Stem Cell and Microenvironment Laboratory, Weill Cornell Medical College in Qatar, Education City, Qatar Foundation, Doha, Qatar.
PLoS One. 2012;7(5):e38340. doi: 10.1371/journal.pone.0038340. Epub 2012 May 30.
Tumor microenvironment is an important actor of ovarian cancer progression but the relations between mesenchymal cells and ovarian cancer cells remain unclear. The objective of this study was to determine the ovarian cancer cells' biological modifications induced by mesenchymal cells. To address this issue, we used two different ovarian cancer cell lines (NIH:OVCAR3 and SKOV3) and co-cultured them with mesenchymal cells. Upon co-culture the different cell populations were sorted to study their transcriptome and biological properties. Transcriptomic analysis revealed three biological-function gene clusters were enriched upon contact with mesenchymal cells. These were related to the increase of metastatic abilities (adhesion, migration and invasion), proliferation and chemoresistance in vitro. Therefore, contact with the mesenchymal cell niche could increase metastatic initiation and expansion through modification of cancer cells. Taken together these findings suggest that pathways involved in hetero-cellular interaction may be targeted to disrupt the acquired pro-metastatic profile.

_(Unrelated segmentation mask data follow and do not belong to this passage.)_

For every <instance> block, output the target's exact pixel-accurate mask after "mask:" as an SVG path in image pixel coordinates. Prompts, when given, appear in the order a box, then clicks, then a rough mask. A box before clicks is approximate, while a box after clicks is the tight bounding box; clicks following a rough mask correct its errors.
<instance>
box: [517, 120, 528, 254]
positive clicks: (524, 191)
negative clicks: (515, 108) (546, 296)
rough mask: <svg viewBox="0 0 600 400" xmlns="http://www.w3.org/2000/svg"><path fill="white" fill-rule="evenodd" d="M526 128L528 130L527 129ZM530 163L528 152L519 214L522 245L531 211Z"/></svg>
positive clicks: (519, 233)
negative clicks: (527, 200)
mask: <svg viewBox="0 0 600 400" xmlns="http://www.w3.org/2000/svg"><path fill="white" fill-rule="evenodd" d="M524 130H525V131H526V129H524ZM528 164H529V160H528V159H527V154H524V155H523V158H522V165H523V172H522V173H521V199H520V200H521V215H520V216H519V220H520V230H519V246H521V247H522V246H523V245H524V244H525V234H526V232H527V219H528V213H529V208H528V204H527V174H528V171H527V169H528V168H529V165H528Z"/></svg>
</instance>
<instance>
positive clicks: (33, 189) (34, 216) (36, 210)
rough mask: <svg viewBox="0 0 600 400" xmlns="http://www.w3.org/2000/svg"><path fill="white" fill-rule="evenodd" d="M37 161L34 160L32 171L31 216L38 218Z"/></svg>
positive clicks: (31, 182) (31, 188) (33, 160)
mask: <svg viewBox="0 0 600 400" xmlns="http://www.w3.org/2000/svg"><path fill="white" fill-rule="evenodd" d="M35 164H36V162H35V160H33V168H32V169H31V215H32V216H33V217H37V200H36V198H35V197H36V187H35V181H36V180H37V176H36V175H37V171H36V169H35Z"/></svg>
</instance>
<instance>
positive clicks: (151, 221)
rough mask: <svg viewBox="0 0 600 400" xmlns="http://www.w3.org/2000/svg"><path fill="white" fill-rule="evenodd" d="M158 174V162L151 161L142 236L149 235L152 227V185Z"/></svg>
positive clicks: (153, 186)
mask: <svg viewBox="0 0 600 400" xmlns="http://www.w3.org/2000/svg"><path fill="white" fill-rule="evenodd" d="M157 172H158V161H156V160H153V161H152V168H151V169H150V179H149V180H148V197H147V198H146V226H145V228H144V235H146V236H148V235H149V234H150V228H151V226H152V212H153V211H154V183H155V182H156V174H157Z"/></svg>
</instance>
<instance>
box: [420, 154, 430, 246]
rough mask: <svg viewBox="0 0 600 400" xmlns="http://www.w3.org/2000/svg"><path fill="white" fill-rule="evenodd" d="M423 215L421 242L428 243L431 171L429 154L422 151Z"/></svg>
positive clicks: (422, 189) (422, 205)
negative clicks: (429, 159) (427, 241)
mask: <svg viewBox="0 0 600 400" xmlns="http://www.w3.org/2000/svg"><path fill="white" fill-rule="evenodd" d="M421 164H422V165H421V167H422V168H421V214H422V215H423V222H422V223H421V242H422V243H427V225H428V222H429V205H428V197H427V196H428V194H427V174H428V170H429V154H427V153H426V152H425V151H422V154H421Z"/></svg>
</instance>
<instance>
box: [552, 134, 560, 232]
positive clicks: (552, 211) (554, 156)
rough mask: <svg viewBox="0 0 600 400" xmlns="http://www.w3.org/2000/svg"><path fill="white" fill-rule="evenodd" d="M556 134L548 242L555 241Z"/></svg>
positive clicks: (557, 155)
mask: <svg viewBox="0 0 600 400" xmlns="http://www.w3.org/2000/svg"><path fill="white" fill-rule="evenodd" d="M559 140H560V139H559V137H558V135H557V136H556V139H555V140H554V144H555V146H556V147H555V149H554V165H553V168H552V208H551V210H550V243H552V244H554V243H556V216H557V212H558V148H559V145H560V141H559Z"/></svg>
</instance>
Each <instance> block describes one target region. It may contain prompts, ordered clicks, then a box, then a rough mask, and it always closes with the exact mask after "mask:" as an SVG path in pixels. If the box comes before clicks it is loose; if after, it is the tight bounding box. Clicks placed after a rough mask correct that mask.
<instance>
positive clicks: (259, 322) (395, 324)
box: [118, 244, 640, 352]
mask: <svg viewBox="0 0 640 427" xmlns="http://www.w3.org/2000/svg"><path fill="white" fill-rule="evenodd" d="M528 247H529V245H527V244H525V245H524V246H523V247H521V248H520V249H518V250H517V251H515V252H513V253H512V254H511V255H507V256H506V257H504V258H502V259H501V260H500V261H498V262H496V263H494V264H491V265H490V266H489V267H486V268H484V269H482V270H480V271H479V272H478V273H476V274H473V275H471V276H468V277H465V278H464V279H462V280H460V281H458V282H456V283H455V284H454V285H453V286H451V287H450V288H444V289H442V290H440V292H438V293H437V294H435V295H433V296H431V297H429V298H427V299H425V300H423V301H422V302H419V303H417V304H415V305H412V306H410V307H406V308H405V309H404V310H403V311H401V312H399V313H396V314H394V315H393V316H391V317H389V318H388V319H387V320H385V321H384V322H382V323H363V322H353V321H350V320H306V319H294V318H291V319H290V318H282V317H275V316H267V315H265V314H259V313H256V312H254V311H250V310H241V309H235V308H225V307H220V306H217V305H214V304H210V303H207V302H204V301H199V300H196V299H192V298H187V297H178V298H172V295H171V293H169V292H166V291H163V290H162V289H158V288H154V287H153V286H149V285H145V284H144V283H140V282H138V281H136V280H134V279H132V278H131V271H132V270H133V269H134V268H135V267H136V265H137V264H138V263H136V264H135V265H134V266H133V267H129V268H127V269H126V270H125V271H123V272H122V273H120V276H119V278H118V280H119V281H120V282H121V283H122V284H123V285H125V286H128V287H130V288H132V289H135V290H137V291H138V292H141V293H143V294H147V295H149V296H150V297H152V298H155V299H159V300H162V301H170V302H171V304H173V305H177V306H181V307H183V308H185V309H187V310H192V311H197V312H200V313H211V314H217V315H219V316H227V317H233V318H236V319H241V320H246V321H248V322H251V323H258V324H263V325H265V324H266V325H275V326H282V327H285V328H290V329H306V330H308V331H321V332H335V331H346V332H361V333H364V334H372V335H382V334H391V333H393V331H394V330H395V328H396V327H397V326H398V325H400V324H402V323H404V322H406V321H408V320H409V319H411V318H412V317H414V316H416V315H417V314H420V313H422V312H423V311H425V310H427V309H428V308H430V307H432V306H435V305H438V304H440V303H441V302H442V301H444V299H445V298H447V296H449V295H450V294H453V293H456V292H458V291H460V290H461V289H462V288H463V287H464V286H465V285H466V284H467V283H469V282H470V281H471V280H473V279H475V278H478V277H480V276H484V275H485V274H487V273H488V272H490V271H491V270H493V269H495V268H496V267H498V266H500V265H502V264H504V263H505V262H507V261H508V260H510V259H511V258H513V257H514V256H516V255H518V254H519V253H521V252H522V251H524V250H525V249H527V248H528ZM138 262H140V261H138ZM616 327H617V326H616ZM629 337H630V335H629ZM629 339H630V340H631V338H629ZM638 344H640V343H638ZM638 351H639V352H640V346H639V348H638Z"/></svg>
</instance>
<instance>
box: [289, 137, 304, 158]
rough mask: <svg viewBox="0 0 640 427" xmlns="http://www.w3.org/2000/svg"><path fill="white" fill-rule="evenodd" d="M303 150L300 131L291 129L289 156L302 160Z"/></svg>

肿瘤微环境是卵巢癌进展的重要因素,但间充质细胞与卵巢癌细胞之间的关系仍不清楚。本研究的目的是确定间充质细胞诱导的卵巢癌细胞的生物学改变。为了解决这个问题,我们使用了两种不同的卵巢癌细胞系(NIH:OVCAR3 和 SKOV3),并将它们与间充质细胞共培养。在共培养后,对不同的细胞群进行分选,以研究它们的转录组和生物学特性。转录组分析显示,与间充质细胞接触后富集了三个生物学功能基因簇。这些与体外转移能力(粘附、迁移和侵袭)、增殖和化疗耐药性的增加有关。因此,与间充质细胞龛的接触可能通过改变癌细胞来增加转移起始和扩张。总之,这些发现表明,涉及异细胞相互作用的途径可能成为靶向治疗以破坏获得的促转移表型的靶点。